We already know that this is done ad nauseam with Romeo and Juliet – every “they can’t be together, oh the tragedy!” love story ever written has made the comparison.
But are there others? Does anybody ever write an Othello story, or a Macbeth story?

Repeat and Repeat and Repeat : Liev Schreiber on Shakespeare

Although modern moviegoers may know him now as Sabretooth from the X-Men movies, Liev Schreiber is actually an accomplished Shakespearean (which I personally learned when he was a guest on NPR). So when he was the invited guest at Yale University Theatre recently, interviewed by Dean of the Yale School of Drama, the conversation was not about Magneto and Wolverine:

He added that he attributes his success to rehearsals.
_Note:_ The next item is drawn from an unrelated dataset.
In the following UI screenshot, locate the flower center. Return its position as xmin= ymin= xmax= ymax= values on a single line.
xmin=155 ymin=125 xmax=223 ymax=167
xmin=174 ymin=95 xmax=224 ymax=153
Schreiber said he was initially intimidated by the ambiguous notion of success in theatre.

“In French, rehearsal is called repetition,” he emphasized. He added that it is important to repeat rehearsals until the actors know the verses “upside-down.”

Luckily, he said Shakespearean verses come much more easily to him than normal script.

“It’s like a nursery rhyme,” Schreiber said. “It’s so easy to just repeat and repeat and repeat.”

I appreciate the simplicity of that thought. It says that anyone can do it – but don’t fool yourself, it’s going to be hard work. He doesn’t say you have to repeat yourself a dozen times. You’ll have to repeat yourself hundreds of times.

UPDATED for spelling the man’s name right.  Thanks, Christine!